So lo and behold,
that friend of yours has returned from foreign shores to spend her summer back in the States. You served her and her family a proper proud-to-be-an-American welcome back dinner of burgers and dogs, cold salads and even colder beer (can't find that in London, now can one?). For dessert, your friend let you in on a marvelous secret that a friend of hers from Suffolk uses: To make a cake, just weigh your eggs, then weigh out the same of flour, sugar and butter."
"It works," she swears. "You want one tiny little cake, you use one egg. You need to make fifty fairy cakes
[Editor's note: For non-Nigella fans, this is what they call cupcakes in the UK] for the kids' birthday, you use five or six eggs."
Um, but what about rising ingredients?
"Use self-rising flour."
So you tried it (even the self-rising flour, which you normally eschew). And it worked. Three eggs seem to be just the right size for a loaf of "pound" cake, which, according to all the baking references that you read but never actually cook from, is so called because originally, one pound of each ingredient was used in the making.
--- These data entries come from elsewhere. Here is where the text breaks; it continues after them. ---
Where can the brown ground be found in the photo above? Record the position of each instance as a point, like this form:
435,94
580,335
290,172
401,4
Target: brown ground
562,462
You added blueberries, because at this very moment, they are insanely good and insanely cheap, and you had to find something to do with at least a portion of four pints you just bought before they got moldy. And here it is:
Blueberry Lemon Pound Cake
3 large eggs, approx. 7 ounces total
Approximately 7 ounces each of self-rising flour, white sugar, and softened, unsalted butter.
Grated zest of 1 lemon
½ tsp vanilla
1 ½ cups blueberries, rinsed
Preheat oven to 350 degrees
1) Weigh eggs (in their shell) on a food scale (the one you bought when you went on Weight Watchers for the sixth time) to determine exact weight. Weigh out the same amount of flour, sugar and butter.
2) In a large mixing bowl, using a strong hand mixer set on medium high, cream together the sugar, butter and grated zest, until mixture is very light and fluffy.
3) With mixer still on medium high, add eggs (without their shells, of course) and vanilla and beat in until mixture is smooth and light-yellow in color.
4) Reduce mixture speed to medium low, and mix in flour in one addition.
5) Using a spatula, fold in blueberries, then scrape batter into a greased-and-floured 9-inch loaf pan.
6) Bake for 1 hour and 10 minutes, or until a toothpick inserted into the center comes out clean.
Makes one 9-inch loaf, plus highly lick-worthy beaters and bowl. Of course, if you're wise and listen to precautions about salmonella and raw eggs, you don't believe in licking the beaters anymore. Then again, one can now get salmonella poisoning by eating tomatoes and other vegetables, so there are those who believe that if one's gonna go, one should at least die happy. Your choice.